Auf den ersten Blick geht das ja gar nicht zusammen. Dann dachte ich mir: Warum nicht? Wir haben lange an den Produkten getüftelt. Zum Beispiel beim Messer – wie ist es gewichtet, wie ist der Griff gearbeitet. Ich würde meinen Namen nicht hergeben, wenn es minderwertige Qualität ist.

Sie sind kürzlich aus dem Kochshow-Business ausgestiegen. Geht Ihnen das Fernsehen schon ab?

Es ist ja eine selbst gewählte Auszeit. Ein kleines Päuschen tut mal ganz gut. Ich habe auch andere Dinge zu tun, etwa meine Restaurants und neue Projekte. Zudem gibt es ja im nächsten Jahr die neuen Folgen von „Grill den Henssler“.

Was kommt als Nächstes?

Ich kann schon sagen, dass sich Wien bald auf Henssler freuen kann. 2019 wird es was mit einem Restaurant werden.

Zur Person

Der 46-Jährige absolvierte eine Kochlehre.

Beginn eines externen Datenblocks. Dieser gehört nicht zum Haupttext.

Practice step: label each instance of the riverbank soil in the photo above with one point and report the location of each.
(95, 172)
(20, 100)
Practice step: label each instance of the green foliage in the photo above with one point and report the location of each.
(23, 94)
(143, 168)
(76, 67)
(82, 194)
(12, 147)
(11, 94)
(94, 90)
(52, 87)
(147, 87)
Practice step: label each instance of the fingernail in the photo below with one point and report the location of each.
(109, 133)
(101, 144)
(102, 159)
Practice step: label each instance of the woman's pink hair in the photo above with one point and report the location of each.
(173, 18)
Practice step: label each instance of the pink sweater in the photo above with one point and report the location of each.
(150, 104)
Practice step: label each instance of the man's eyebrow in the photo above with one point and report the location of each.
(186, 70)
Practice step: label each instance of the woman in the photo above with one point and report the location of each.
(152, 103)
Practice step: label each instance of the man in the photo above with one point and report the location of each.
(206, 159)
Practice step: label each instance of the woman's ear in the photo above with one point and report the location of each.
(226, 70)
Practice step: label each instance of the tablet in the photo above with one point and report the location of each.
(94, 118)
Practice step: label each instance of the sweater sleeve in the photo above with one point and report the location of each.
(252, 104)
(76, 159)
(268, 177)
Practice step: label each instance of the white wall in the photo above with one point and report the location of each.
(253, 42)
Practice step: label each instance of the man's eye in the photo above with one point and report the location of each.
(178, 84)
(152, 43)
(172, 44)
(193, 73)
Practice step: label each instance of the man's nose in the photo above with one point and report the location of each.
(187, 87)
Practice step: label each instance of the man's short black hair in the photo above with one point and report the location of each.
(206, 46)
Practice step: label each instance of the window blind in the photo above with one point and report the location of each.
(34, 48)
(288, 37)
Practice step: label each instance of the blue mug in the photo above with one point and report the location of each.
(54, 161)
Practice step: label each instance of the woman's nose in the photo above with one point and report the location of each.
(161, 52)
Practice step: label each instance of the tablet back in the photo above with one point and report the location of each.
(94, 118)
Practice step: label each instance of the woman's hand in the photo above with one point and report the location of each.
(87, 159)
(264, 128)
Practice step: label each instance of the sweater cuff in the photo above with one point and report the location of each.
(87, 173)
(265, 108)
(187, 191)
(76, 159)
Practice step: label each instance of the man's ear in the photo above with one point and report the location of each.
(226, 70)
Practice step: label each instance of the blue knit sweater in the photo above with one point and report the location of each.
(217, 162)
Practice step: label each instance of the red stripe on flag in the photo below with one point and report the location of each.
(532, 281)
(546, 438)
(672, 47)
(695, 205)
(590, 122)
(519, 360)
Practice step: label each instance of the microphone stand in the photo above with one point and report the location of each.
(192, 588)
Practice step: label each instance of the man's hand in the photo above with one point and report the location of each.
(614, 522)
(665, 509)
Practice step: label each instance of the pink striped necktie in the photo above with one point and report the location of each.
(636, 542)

Mit einem Lottogewinn finanzierte er später eine Ausbildung an der Sushi Academy in Los Angeles zum „Professional Sushi Chef“  mit Bestnote. Nach Jahren in Küchen der USA kehrte er nach Hamburg zurück und betreibt heute drei Restaurants, wo er seine Liebe für die kalifornische und japanische Küche kombiniert.  Seit 2005 ist er in verschiedenen TV-Shows zu sehen. Im Oktober wurde bekannt, dass der Privatsender Vox 2019 seine 2017 beendete  Sendung „Grill den Henssler“ wieder aufnimmt.